Many individuals hearing the stories about a lack of accomodation, came to the airports and offered strangers sanctuary in their homes.

Thanks Canada.

We are neighbours in more ways than one.

16th Sep 2001, 17:39
LoLevel, everyone else was grounded, so in terms of movements per hour, our airports were operating way under capacity. The problem was that all the movements were arrivals, so, as the pictures show, it took some creativity to park them all.

Great shots of Halifax. I should have flown over YVR after the airspace opened to get a shot of the 26L-08R parking lot

16th Sep 2001, 19:03

thanks for those amazing shots our local rag might be interested in those, will pass on your addy.

Fantastic how people rally round in times of trouble.

Code Blue
16th Sep 2001, 19:31
Gander had 11,700 pax in a total of 38 a/c.

They were all accomodated by Wednesday morning. None of them knew the details or magnitude of the horror until they had been billetted. On top of 21+ hours in a a/c seat and sleep deprivation, there was a lot of emotion then.

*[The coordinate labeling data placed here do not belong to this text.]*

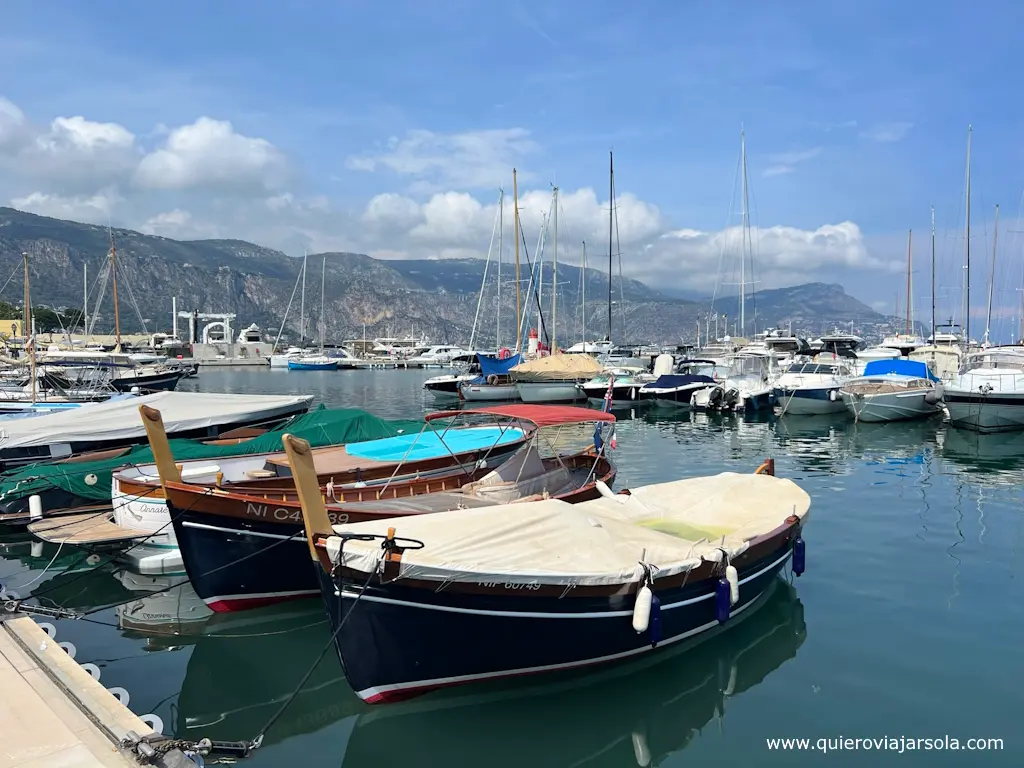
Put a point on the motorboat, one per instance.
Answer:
(313, 363)
(95, 481)
(494, 383)
(469, 595)
(445, 386)
(623, 383)
(282, 359)
(553, 378)
(893, 390)
(243, 550)
(116, 423)
(386, 468)
(437, 355)
(678, 388)
(987, 395)
(749, 387)
(811, 388)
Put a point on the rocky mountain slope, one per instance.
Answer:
(436, 298)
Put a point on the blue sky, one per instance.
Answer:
(853, 113)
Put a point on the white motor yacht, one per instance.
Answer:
(812, 388)
(987, 395)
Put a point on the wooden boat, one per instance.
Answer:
(469, 595)
(641, 713)
(243, 549)
(139, 508)
(893, 390)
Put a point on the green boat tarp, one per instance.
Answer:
(322, 426)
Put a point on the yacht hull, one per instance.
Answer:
(488, 392)
(809, 400)
(992, 413)
(549, 391)
(890, 406)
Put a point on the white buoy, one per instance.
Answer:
(154, 722)
(121, 694)
(733, 579)
(641, 753)
(641, 609)
(664, 365)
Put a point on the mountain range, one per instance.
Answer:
(434, 298)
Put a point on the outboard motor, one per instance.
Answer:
(715, 397)
(730, 398)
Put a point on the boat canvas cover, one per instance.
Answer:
(672, 381)
(493, 366)
(121, 420)
(672, 526)
(557, 368)
(322, 426)
(899, 367)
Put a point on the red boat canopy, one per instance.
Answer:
(542, 416)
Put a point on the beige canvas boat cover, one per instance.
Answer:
(556, 368)
(671, 525)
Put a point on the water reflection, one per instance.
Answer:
(634, 714)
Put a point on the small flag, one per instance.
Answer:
(608, 395)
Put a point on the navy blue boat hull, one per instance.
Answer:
(400, 641)
(239, 564)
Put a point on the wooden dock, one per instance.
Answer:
(54, 714)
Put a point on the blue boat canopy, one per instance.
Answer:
(900, 367)
(668, 381)
(495, 366)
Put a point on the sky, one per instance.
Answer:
(388, 128)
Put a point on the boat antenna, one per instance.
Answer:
(967, 254)
(114, 285)
(991, 275)
(518, 298)
(909, 241)
(933, 275)
(30, 337)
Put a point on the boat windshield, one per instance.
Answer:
(812, 368)
(1007, 360)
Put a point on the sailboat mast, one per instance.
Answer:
(611, 214)
(584, 300)
(30, 341)
(909, 241)
(967, 247)
(85, 297)
(515, 229)
(323, 324)
(554, 284)
(743, 224)
(117, 312)
(991, 275)
(302, 302)
(933, 275)
(501, 232)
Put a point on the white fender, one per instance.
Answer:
(641, 609)
(35, 507)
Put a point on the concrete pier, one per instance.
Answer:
(54, 715)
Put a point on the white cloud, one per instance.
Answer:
(209, 153)
(93, 209)
(888, 132)
(782, 255)
(470, 160)
(785, 162)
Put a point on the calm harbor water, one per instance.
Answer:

The main alternate to hotels were the local schools. My daughters school, which houses normally 250 students, initially took 682 pax from NorthWest airlines and Continental. They were then redistributed to the Town hall and local church halls. Each location had at least one nurse on site. The number of pax who pack their pills and don't have them in their carry-on!! 4000 cots were flown in by the military but Canadian Tire opened their store here and gave away their camping gear as long as it lasted.

The local Salvation Army have a summer camp which was used on Thursday to ease the local hotels. Unfortunately, there were several distraught families from the Middle East who thought they were being moved to an "Army Camp". It was easier to keep them in the schools and send others until they calmed down.

By Wednesday evening every 'refugee' had had a hot meal with the exception of one school contingent.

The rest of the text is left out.